Containers and Docker — Deep Dive
Level: Beginner → Intermediate
Pre-reading: 09 · Deployment & Infrastructure
Container Concepts
| Concept | Description |
|---|---|
| Image | Immutable template containing app + dependencies |
| Container | Running instance of an image |
| Registry | Repository for storing images |
| Layer | Image built in layers; shared between images |
Dockerfile Best Practices
# Use specific version, not latest
FROM eclipse-temurin:17-jre-alpine
# Non-root user
RUN addgroup -S appgroup && adduser -S appuser -G appgroup
USER appuser
# Copy only what's needed
COPY --chown=appuser:appgroup target/app.jar /app/
# Expose port documentation
EXPOSE 8080
# Health check
HEALTHCHECK --interval=30s --timeout=3s \
CMD wget -q --spider http://localhost:8080/actuator/health || exit 1
# Clear entrypoint
ENTRYPOINT ["java", "-jar", "/app/app.jar"]
Multi-Stage Builds
# Build stage
FROM maven:3.9-eclipse-temurin-17 AS build
WORKDIR /app
COPY pom.xml .
RUN mvn dependency:go-offline
COPY src ./src
RUN mvn package -DskipTests
# Runtime stage (smaller image)
FROM eclipse-temurin:17-jre-alpine
COPY --from=build /app/target/app.jar /app/app.jar
ENTRYPOINT ["java", "-jar", "/app/app.jar"]
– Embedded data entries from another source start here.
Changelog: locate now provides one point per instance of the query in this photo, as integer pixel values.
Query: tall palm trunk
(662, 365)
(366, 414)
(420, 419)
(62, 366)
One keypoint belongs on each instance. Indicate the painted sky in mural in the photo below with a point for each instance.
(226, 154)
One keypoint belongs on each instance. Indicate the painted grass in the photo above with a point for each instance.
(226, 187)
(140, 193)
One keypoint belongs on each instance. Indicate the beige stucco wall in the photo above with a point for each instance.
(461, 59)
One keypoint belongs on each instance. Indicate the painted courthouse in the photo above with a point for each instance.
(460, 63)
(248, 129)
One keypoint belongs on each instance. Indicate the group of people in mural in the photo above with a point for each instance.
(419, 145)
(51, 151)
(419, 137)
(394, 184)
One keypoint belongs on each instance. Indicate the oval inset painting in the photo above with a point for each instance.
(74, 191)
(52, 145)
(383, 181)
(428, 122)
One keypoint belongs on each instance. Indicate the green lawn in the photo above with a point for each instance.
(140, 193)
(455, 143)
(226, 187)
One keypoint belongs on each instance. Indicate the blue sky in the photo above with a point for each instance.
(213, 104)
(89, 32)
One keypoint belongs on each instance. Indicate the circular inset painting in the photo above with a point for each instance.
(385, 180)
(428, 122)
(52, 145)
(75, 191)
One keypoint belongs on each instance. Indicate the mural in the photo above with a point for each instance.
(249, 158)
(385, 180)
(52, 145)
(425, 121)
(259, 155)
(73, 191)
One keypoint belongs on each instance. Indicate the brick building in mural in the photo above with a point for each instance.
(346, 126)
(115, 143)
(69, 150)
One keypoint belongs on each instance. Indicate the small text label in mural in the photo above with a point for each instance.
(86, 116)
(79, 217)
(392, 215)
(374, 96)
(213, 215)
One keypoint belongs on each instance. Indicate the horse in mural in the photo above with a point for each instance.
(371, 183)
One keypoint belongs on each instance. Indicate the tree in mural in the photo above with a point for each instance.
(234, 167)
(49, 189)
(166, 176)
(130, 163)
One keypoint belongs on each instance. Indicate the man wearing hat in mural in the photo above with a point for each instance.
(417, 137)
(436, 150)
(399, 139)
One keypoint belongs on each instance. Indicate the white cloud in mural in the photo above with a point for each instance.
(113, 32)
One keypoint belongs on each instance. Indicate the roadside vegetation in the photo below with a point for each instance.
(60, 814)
| Without Multi-Stage | With Multi-Stage |
|---|---|
| 800MB+ (includes Maven, JDK) | ~150MB (JRE only) |
Image Security
| Practice | Rationale |
|---|---|
| Minimal base image | Less attack surface (alpine, distroless) |
| Non-root user | Limit container privileges |
| No secrets in image | Use runtime injection |
| Scan for vulnerabilities | Trivy, Snyk |
| Pin versions | Reproducible builds |
Container vs VM
| Aspect | Container | VM |
|---|---|---|
| Isolation | Process-level | Hardware-level |
| Size | MBs | GBs |
| Startup | Seconds | Minutes |
| Resource usage | Shared kernel | Full OS per VM |
Why use multi-stage builds?
Multi-stage builds create smaller, more secure images by separating build dependencies from runtime. Build stage includes compilers, build tools. Runtime stage includes only what's needed to run. Result: faster pulls, smaller attack surface.
Why run containers as non-root?
If a container is compromised, non-root limits damage. Root in container = root on host (with certain misconfigurations). Always use non-root unless absolutely necessary.
Alpine vs Distroless — which to choose?
Alpine: Minimal Linux with shell and package manager; easy to debug. Distroless: No shell, no package manager; smallest attack surface. Use Alpine for development; consider Distroless for production security-critical apps.